Ein anderer sagte: Ich wette, dass auch das ein Gleichnis ist.

Der erste sagte: Du hast gewonnen.

Der zweite sagte: Aber leider nur im Gleichnis.

Der erste sagte: Nein, in Wirklichkeit; im Gleichnis hast du verloren.

(Franz Kafka, „Von den Gleichnissen“)


In der unabhängigsten Unabhängigkeit gedreht, schwingt sich Lynch also wie ein Einsiedlerkrebs in Sphären des filmischen Meditierens und versucht, das Medium zu erweitern, experimentiert, nicht nur im Ganzen, gleichfalls mit Verfremdungsmitteln innerhalb seines neuen Lieblingsformates, dem Digital Video, das grobkörnig aussieht, semidokumentarisch-lose sich Gesichtsporen nähert. Die typischen Lynchismen vermischen sich so mit frischeren Errungenschaften zu einer Legierung aus subkutaner, basslastiger Tonspur, geblurten Gesichtern, Fratzencollagen und Stroboskopflackern unter anderem. Indem David Lynch das Medium auf seine Weise formt, ausformt, umformt, verformt, deformiert, transzendiert er es, dies freilich. Nur scheint er sich irgendwie ausschließlich in diesem diffusen Prozess weiterzuentwickeln. Trotz einiger Neuerungen kann man sich nicht des Eindruckes erwehren, Lynch wiederhole sich nur noch, wenngleich die Größendimension dabei gigantomanisch ist.

So gigantomanisch und ungreifbar und unkonkret, dass der Film, so sehr man auch den einen oder anderen Dämon entschlüsselt zu haben glaubt, ein riesiger Dämon bleibt, ein nicht dechiffrierbarer Komplex. Wer ihn begreift, zerstört den Mythos und um der Unlösbarkeit Willen scheint das Werk zu einem gewissen Teil auch geschaffen worden zu sein. „Inland Empire“ ist wie ein Insiderwitz mit nur einem Eingeweihten, folglich dem Witzerzähler - Lynch. Es darf daher diesmal umso eindringlicher die Frage gestellt werden: Warum sich dieser Ohnmacht ausliefern? Wer sich dieses Halluzinogen einwirft, darf nicht mit weniger als dem längsten Alptraum seines Lebens rechnen.
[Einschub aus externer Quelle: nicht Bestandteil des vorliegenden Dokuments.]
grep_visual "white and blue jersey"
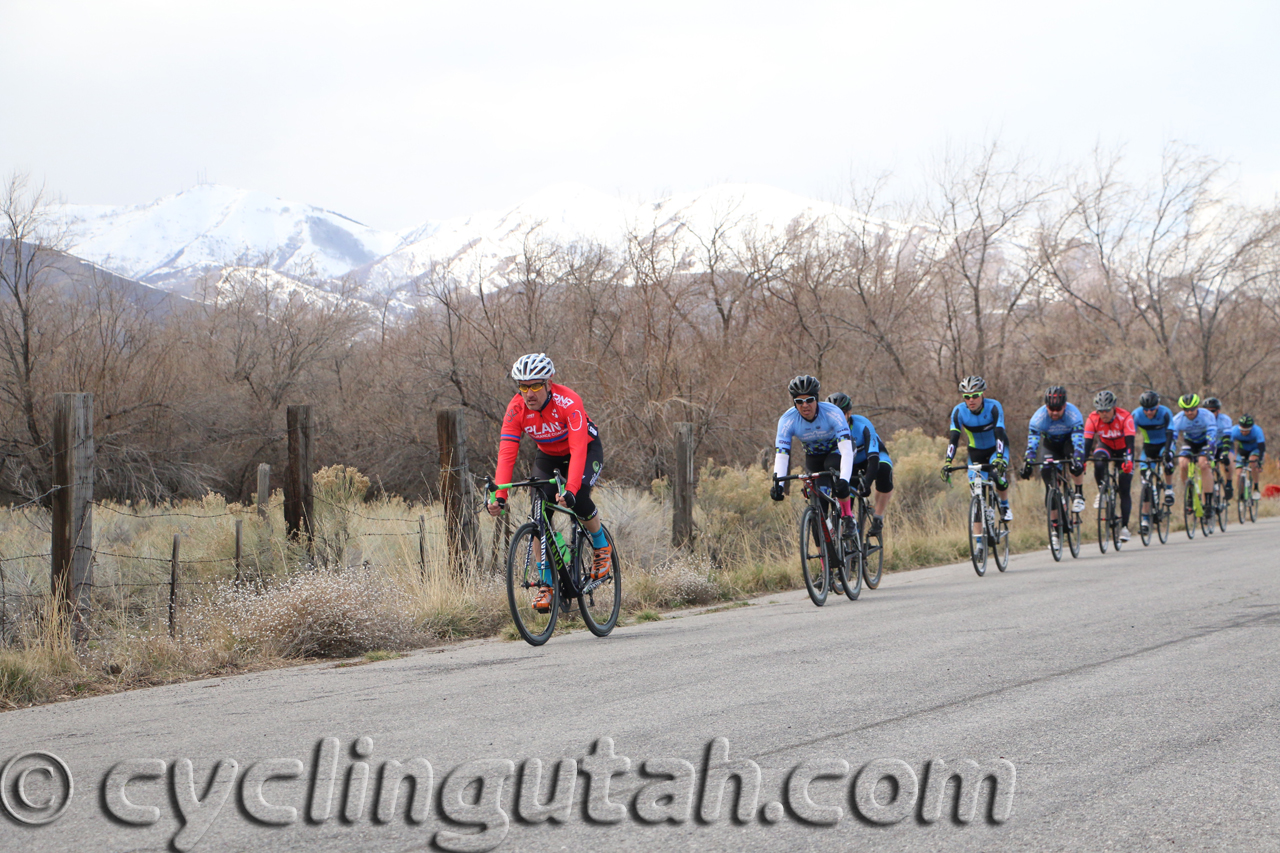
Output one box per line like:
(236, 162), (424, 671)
(1024, 403), (1085, 462)
(1231, 424), (1266, 457)
(774, 402), (854, 482)
(1133, 405), (1174, 451)
(947, 399), (1008, 458)
(1170, 409), (1218, 446)
(1213, 413), (1233, 450)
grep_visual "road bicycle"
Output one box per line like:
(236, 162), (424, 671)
(1238, 457), (1261, 524)
(1092, 455), (1123, 554)
(945, 463), (1009, 576)
(1182, 459), (1213, 539)
(774, 470), (861, 606)
(1028, 458), (1080, 562)
(851, 480), (884, 589)
(1137, 455), (1173, 546)
(486, 475), (620, 646)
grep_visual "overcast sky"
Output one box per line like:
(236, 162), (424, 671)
(3, 0), (1278, 230)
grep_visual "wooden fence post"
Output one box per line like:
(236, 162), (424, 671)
(51, 392), (94, 638)
(418, 515), (427, 575)
(234, 519), (243, 584)
(285, 406), (314, 549)
(437, 408), (478, 569)
(169, 534), (179, 638)
(672, 422), (695, 547)
(257, 463), (271, 520)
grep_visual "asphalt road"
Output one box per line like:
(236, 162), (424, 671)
(2, 516), (1279, 852)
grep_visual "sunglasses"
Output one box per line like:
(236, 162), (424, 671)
(516, 381), (546, 393)
(793, 396), (818, 406)
(1047, 404), (1064, 413)
(963, 393), (983, 400)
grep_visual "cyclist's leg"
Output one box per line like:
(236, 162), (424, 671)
(1177, 443), (1192, 487)
(846, 458), (868, 519)
(806, 451), (846, 515)
(1195, 443), (1213, 493)
(870, 459), (893, 534)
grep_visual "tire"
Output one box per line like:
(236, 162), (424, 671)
(1066, 495), (1082, 558)
(969, 495), (987, 577)
(506, 522), (558, 646)
(577, 526), (620, 636)
(1156, 490), (1170, 544)
(1109, 490), (1122, 551)
(839, 513), (862, 601)
(1250, 488), (1258, 523)
(1139, 482), (1153, 547)
(1046, 489), (1063, 562)
(859, 504), (882, 589)
(1238, 478), (1246, 525)
(1217, 485), (1229, 533)
(1184, 482), (1197, 540)
(1200, 501), (1214, 537)
(800, 507), (830, 606)
(993, 518), (1010, 572)
(1097, 481), (1110, 554)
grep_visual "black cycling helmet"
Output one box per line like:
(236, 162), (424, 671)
(1139, 390), (1160, 409)
(1204, 396), (1221, 412)
(959, 375), (986, 395)
(1178, 393), (1200, 410)
(1093, 389), (1116, 411)
(1240, 414), (1255, 428)
(788, 375), (820, 399)
(1044, 385), (1067, 410)
(825, 392), (852, 413)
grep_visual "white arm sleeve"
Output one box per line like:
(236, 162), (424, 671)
(838, 438), (854, 482)
(773, 451), (790, 480)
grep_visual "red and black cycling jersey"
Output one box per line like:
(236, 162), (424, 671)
(1083, 407), (1136, 457)
(494, 383), (598, 500)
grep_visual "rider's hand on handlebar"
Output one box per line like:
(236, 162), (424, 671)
(1019, 462), (1033, 481)
(940, 461), (953, 483)
(833, 477), (851, 499)
(770, 482), (785, 502)
(487, 496), (506, 517)
(557, 490), (577, 510)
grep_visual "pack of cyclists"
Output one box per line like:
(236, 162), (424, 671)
(489, 354), (1269, 609)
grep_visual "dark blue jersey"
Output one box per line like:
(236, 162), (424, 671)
(948, 399), (1008, 456)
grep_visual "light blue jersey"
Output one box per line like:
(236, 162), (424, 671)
(775, 402), (852, 456)
(848, 414), (892, 466)
(1170, 409), (1218, 445)
(1231, 424), (1265, 454)
(1214, 413), (1233, 448)
(1025, 403), (1085, 462)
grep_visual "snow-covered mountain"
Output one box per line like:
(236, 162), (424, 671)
(55, 182), (896, 308)
(58, 185), (404, 290)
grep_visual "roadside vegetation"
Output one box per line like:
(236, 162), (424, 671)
(2, 447), (1276, 710)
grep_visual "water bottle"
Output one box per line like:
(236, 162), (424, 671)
(551, 530), (571, 566)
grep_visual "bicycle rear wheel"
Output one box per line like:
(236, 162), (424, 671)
(969, 495), (987, 576)
(506, 522), (558, 646)
(1217, 483), (1229, 533)
(1238, 478), (1247, 524)
(993, 517), (1010, 572)
(577, 526), (620, 636)
(800, 507), (830, 606)
(1066, 491), (1082, 558)
(1250, 485), (1259, 523)
(859, 503), (882, 589)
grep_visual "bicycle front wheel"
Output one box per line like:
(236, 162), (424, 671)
(1217, 488), (1229, 533)
(1139, 482), (1153, 547)
(1183, 482), (1197, 539)
(1156, 491), (1170, 543)
(1047, 488), (1063, 562)
(969, 495), (987, 576)
(838, 515), (862, 601)
(1066, 493), (1082, 558)
(1250, 487), (1258, 523)
(1109, 490), (1122, 551)
(800, 507), (830, 606)
(1238, 479), (1247, 524)
(577, 526), (620, 637)
(506, 522), (558, 646)
(1097, 483), (1110, 554)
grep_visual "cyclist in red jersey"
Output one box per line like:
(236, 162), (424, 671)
(488, 353), (611, 611)
(1083, 389), (1136, 541)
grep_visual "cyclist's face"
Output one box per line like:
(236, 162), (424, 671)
(519, 380), (550, 408)
(964, 393), (984, 412)
(793, 396), (818, 419)
(1143, 407), (1158, 418)
(1048, 406), (1064, 420)
(1098, 408), (1115, 423)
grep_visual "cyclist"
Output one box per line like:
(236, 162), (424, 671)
(1170, 393), (1219, 507)
(1132, 390), (1177, 533)
(1230, 415), (1266, 497)
(1083, 390), (1136, 542)
(1020, 385), (1086, 507)
(488, 353), (611, 612)
(827, 392), (894, 537)
(1203, 397), (1235, 501)
(941, 376), (1012, 522)
(770, 376), (855, 514)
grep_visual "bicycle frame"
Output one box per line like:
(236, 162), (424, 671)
(774, 469), (860, 604)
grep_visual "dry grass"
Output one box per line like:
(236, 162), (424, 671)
(2, 451), (1278, 709)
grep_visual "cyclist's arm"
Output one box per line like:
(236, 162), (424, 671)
(856, 424), (880, 473)
(493, 398), (525, 500)
(1083, 436), (1096, 458)
(837, 437), (855, 482)
(946, 408), (961, 460)
(1071, 423), (1085, 462)
(561, 398), (592, 495)
(773, 448), (791, 480)
(1024, 427), (1041, 462)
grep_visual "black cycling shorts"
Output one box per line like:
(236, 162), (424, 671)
(852, 458), (894, 493)
(532, 436), (604, 521)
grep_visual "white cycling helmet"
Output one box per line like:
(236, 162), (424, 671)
(511, 353), (555, 382)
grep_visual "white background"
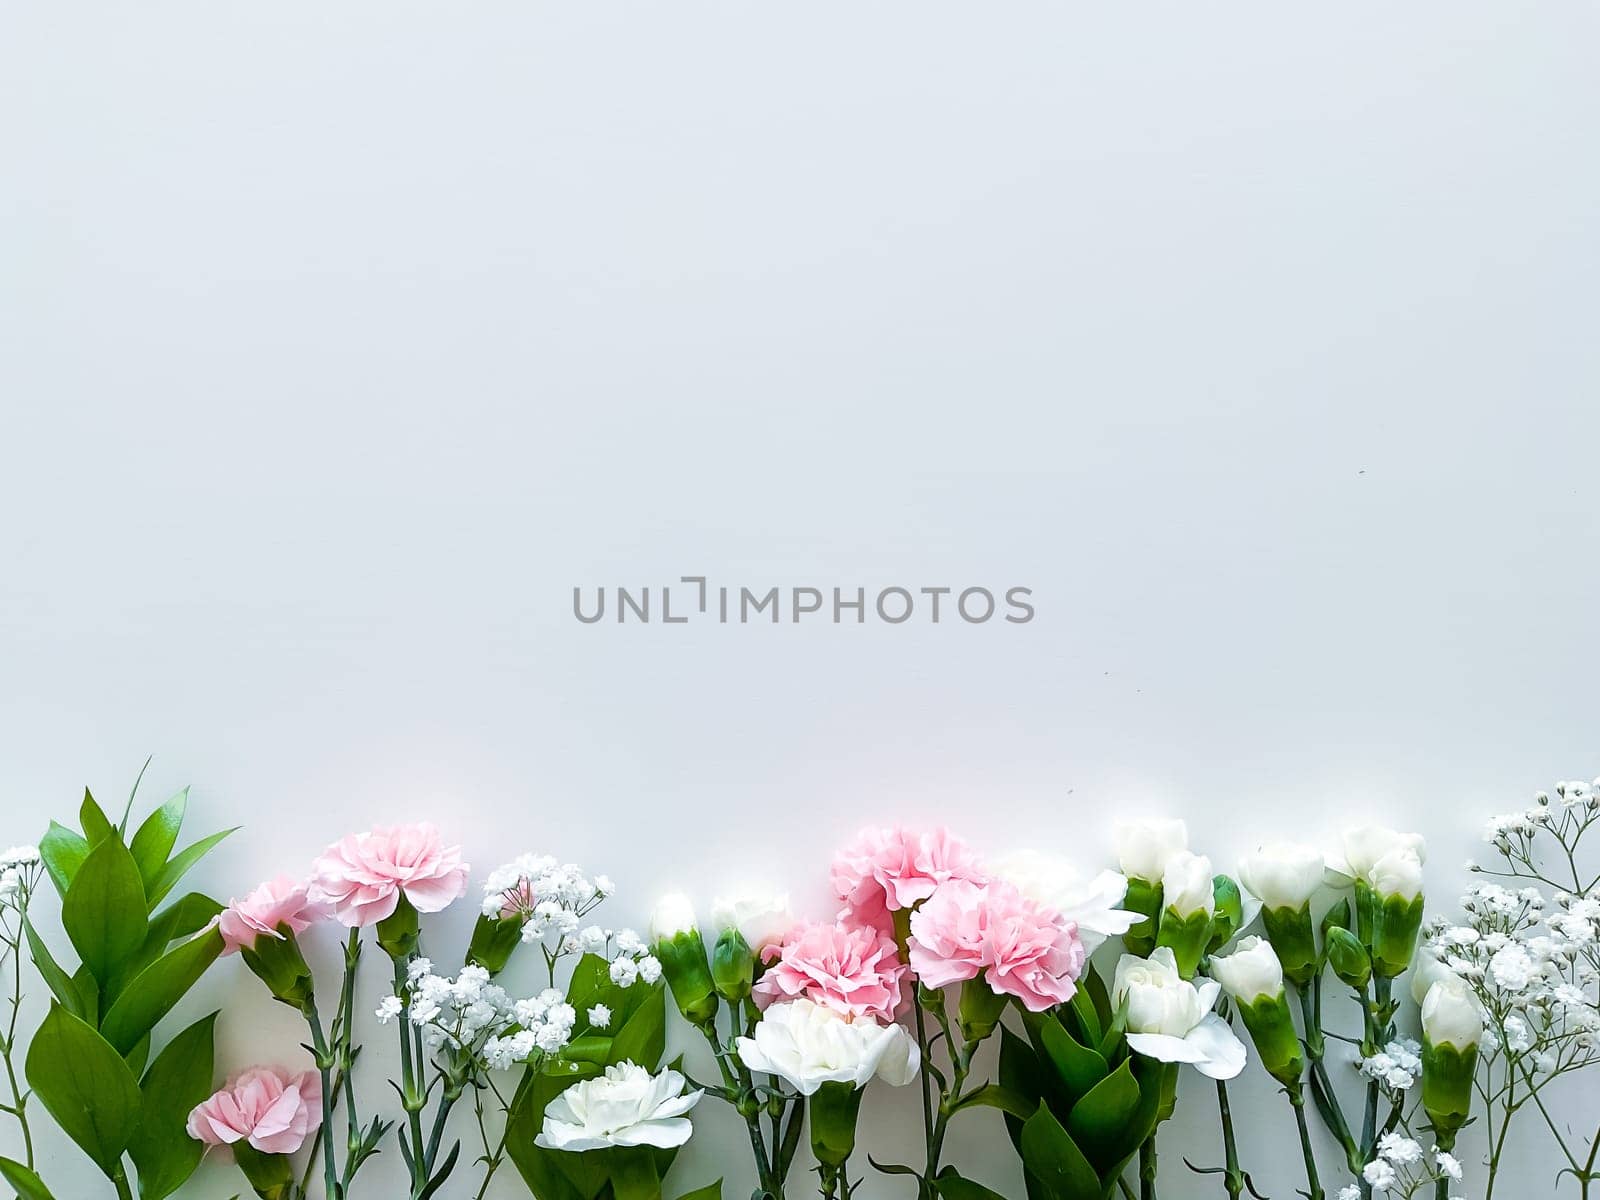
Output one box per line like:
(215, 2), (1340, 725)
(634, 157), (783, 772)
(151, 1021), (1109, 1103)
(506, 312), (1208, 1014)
(2, 3), (1598, 1197)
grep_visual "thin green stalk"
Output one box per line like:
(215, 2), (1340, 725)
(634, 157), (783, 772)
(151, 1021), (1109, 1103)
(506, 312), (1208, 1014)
(111, 1166), (134, 1200)
(392, 958), (428, 1195)
(1287, 1081), (1324, 1200)
(303, 1001), (341, 1200)
(1215, 1079), (1244, 1199)
(2, 920), (34, 1169)
(1140, 1133), (1158, 1200)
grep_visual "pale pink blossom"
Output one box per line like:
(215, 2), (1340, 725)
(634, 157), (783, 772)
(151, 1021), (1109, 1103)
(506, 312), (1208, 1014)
(308, 822), (469, 927)
(909, 879), (1087, 1011)
(186, 1066), (323, 1156)
(754, 921), (909, 1022)
(216, 875), (327, 956)
(831, 827), (985, 933)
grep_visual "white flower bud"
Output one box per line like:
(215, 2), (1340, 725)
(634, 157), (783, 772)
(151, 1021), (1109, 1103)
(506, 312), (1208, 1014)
(1115, 819), (1189, 882)
(710, 891), (793, 952)
(1422, 979), (1482, 1049)
(1367, 849), (1425, 901)
(650, 892), (698, 941)
(1209, 936), (1285, 1004)
(1238, 842), (1324, 910)
(1161, 851), (1215, 918)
…Während der vielen Jahre beobachtet der Mann den Türhüter fast ununterbrochen. Er vergisst die andern Türhüter, und dieser erste scheint ihm das einzige Hindernis für den Eintritt in das Gesetz. Er verflucht den unglücklichen Zufall, in den ersten Jahren rücksichtslos und laut, später, als er alt wird, brummt er nur noch vor sich hin. Er wird kindisch, und, da er in dem jahrelangen Studium des Türhüters auch die Flöhe in seinem Pelzkragen erkannt hat, bittet er auch die Flöhe, ihm zu helfen und den Türhüter umzustimmen. Schließlich wird sein Augenlicht schwach, und er weiß nicht, ob es um ihn wirklich dunkler wird, oder ob ihn nur seine Augen täuschen. Wohl aber erkennt er jetzt im Dunkel einen Glanz, der unverlöschlich aus der Türe des Gesetzes bricht. Nun lebt er nicht mehr lange. Vor seinem Tode sammeln sich in seinem Kopfe alle Erfahrungen der ganzen Zeit zu einer Frage, die er bisher an den Türhüter noch nicht gestellt hat. Er winkt ihm zu, da er seinen erstarrenden Körper nicht mehr aufrichten kann. Der Türhüter muss sich tief zu ihm hinunterneigen, denn der Größenunterschied hat sich sehr zuungunsten des Mannes verändert. »Was willst du denn jetzt noch wissen?« fragt der Türhüter, »du bist unersättlich. « »Alle streben doch nach dem Gesetz«, sagt der Mann, »wieso kommt es, dass in den vielen Jahren niemand außer mir Einlass verlangt hat?« Der Türhüter erkennt, dass der Mann schon an seinem Ende ist, und, um sein vergehendes Gehör noch zu erreichen, brüllt er ihn an: »Hier konnte niemand sonst Einlass erhalten, denn dieser Eingang war nur für dich bestimmt. Ich gehe jetzt und schließe ihn.«

(Franz Kafka, Türhüterparabel aus „Der Prozess“).